Amazon invested an additional $2.75 billion in growing AI powerhouse Anthropic on Wednesday, following an option it left open last September. The $1.25 billion he invested at the time must be producing results, or perhaps they have realized there are no more horses available to back.
The September deal put $1.25 billion into the company in exchange for a minority stake, and some deals, such as Anthropic, continue to use AWS for their extended computing needs.
Amazon reportedly had until the end of the first quarter to decide whether to increase its investment to the maximum of $4 billion, and here we are just before the deadline and the company has decided to throw in the maximum amount.
Anthropic’s AI models are one of the few that compete at the highest levels of capability (however you define that) but are available at scale for enterprises to develop internally or in user-facing applications. OpenAI’s GPT series and Google’s Gemini are the others up there, but newcomers like Mistral may soon threaten this fragile trio.
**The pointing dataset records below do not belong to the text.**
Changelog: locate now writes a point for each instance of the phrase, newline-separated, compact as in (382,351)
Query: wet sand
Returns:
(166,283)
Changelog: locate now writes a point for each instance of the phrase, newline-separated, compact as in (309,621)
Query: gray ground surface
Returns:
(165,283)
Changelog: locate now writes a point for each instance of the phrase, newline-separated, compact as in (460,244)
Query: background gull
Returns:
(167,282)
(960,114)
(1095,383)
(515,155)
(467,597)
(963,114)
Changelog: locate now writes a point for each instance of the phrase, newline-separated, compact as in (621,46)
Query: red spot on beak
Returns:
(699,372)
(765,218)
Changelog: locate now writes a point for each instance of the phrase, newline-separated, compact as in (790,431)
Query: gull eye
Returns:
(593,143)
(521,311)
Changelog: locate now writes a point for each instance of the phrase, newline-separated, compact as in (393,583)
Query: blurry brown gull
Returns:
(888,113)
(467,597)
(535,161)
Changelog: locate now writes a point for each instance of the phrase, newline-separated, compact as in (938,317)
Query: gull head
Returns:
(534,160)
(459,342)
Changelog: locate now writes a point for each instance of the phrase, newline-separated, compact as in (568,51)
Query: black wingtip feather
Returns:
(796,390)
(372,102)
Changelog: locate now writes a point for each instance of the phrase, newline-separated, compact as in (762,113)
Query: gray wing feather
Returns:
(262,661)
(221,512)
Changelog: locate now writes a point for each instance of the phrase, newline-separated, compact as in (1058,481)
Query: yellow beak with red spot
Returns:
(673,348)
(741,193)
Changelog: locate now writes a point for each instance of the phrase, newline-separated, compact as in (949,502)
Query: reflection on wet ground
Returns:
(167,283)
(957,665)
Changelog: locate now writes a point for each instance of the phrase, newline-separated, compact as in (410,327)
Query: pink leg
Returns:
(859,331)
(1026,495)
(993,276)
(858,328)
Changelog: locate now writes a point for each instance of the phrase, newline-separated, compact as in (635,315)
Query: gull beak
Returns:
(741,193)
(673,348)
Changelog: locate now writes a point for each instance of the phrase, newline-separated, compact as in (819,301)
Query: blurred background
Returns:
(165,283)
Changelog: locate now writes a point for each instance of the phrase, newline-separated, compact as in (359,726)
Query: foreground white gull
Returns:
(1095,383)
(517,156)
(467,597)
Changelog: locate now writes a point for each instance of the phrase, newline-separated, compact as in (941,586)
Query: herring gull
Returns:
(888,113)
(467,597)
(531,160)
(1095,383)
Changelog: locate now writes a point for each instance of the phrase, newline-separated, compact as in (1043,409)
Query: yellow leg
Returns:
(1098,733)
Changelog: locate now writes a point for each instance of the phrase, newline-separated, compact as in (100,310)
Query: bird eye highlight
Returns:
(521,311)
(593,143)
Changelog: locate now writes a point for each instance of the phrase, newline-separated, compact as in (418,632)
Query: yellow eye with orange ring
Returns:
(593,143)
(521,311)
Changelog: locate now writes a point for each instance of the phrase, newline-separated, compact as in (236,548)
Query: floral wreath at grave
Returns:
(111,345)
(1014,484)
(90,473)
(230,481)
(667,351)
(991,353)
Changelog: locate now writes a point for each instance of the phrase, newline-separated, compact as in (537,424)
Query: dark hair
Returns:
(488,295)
Without the ability to develop sufficient models themselves for whatever reason, companies like Amazon and Microsoft have had to act vicariously through others, notably OpenAI and Anthropic. The two have reaped huge benefits from allying themselves with one or the other of these moneyed competitors, and so far haven’t seen much of a downside.
What we can take from Amazon’s decision to invest the maximum after (one has to assume) a very close look at how they make the AI sausage there is, really, very little.
It makes a lot of strategic sense for these companies, which have huge war chests saved up for just this purpose (overwhelming rivals when they can’t out-innovate them) to pour cash into AI. Right now the AI world is a bit like a roulette table, with OpenAI and Anthropic representing black and red. No one really knows where the ball will land, least of all the companies that couldn’t predict or create this technology themselves. But if your bitter enemy puts his chips on red, it only makes sense to bet on black.
Especially if you can bet on black at a discount — that’s what Amazon got here, as it could invest in Anthropic’s September valuation, which is certainly lower than it is today.
That said, if things looked sketchy there—as Inflection must have looked before Microsoft stepped up—Amazon could have backed out or simply invested less than the full additional $2.75 billion. But that may have sent a mixed message that no one wants to get out there, least of all the existing multi-billion dollar investors.
We know Anthropic has a plan, and this year we’ll find out what Amazon, Apple, Microsoft, and other multinationals think they can do to monetize this supposedly revolutionary technology.